I have been on a medically approved break from my Aromatase Inhibitor since June. Since then I have been able to lose 15lbs and I’ve felt so much better.
While I’ve been on this break I have been seriously considering making this break permanent. Whelp, my Oncologist got wind of my thoughts and wrote me an email. She was very stern and let me know that this was only to be a short break and that at our next meeting we would discuss other options.
Last Wednesday was my appointment with my Oncologist. I repeated my thoughts and told her that quality of life was becoming a higher priority for me. Let’s face it, at some point I will have progression. This will happen on or off meds. No one knows when this will happen. I’m very comfortable rolling the dice at this point.
BUT…I did hear her out. My Oncologist offered me 3 different Aromatase Inhibitor options: Anastrozle, Toremifene or Raloxifene. The first two have the same side effects as what I was on but includes blindness and urinating blood. FUN!! The other includes more weight gain, swelling of hands and feet and more.
Her other option was sending me to a surgeon that would give me a lumpectomy. She would only feel comfortable with my choice to stop meds if I removed the cancer from my breast. She told me that the MRI I had in June did show uptake as did the deeper tumor that we were unable to biopsy. My metastasis bypassed my lymph system and went directly to my bones so she explained that doing nothing and taking no meds is like playing a game of Russia Roulette with a loaded gun. It wouldn’t be a matter of IF but WHEN.
Tomorrow, I see the surgeon. I will discuss with her the lumpectomy and I will also ask about a mastectomy as well. I know a mastectomy might be overkill and a much harder surgery but if I’m going to consider surgery I would be remiss in not covering this topic.
Then I have to make a decision:
Door #1: begin a new Aromatase Inhibitor
Door #2: Lumpectomy or
Door #3: No surgery, No meds
I’ll be honest and I know I’ll catch shit for this but, gun to my head, if I had to decide right this second…I choose Door #3. Here’s why….
What if I don’t progress for 5, 10, 15 yrs? What if I never progress before something else does me in? What if??
After how completely shitty I’ve felt taking Exemestane and the 4 weeks of Letrozole, I’m not in a hurry to go back to that. Yes, I know chemo is much, much worse. But who knows when I will have to pony up to that bridge and (more brutal truth) I’m not certain I will decide to do chemo. There are so many considerations that will go into THAT decision. First and foremost will be what age and where my son is in his life.

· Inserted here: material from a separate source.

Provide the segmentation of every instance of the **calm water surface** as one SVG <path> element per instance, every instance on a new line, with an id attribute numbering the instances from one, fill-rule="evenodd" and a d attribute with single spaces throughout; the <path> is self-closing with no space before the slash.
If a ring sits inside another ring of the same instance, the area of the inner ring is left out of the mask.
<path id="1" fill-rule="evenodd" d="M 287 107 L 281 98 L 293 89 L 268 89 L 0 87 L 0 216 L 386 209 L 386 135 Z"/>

I realize I may catch all kinds of shit for my lack of drive and perseverance when it comes to my treatment but please understand, I’m in a different place in my life. I don’t have young children, I’ve already had some amazing experiences, vacations and career. I’m pretty content and whether I have 2 yrs or 20 yrs, I don’t want to be sick, hurting or be a drag on my family.
So….this is where I am. I have a feeling I’ll have to decide sooner than later and by that I mean this week.
I will update again soon…
This is really hard. No resolution in any direction really makes the idea of “choice” seem absurd. That said, choosing is affirmative, still ours, and I was about to say “within limits” but that’s such a tiring phrase that closes us into a box.
I wish doctors could understand we are more than a path to least complicated outcomes.
Some choice, huh? I would never judge your decisions. You need to do what feels right for you. Thank you for keeping us in the loop and good luck making your decision. xx
I appreciate the detail you showed for making the choice, these things aren’t simple! All best as you sort through your options.
I don’t know about lumpectomies. I had a mastectomy (single) and I didn’t experience pain. It felt weird – numb, actually – but no pain.
That’s great. I’ve heard horror stories about how it hurt to move and how the drains are so uncomfortable.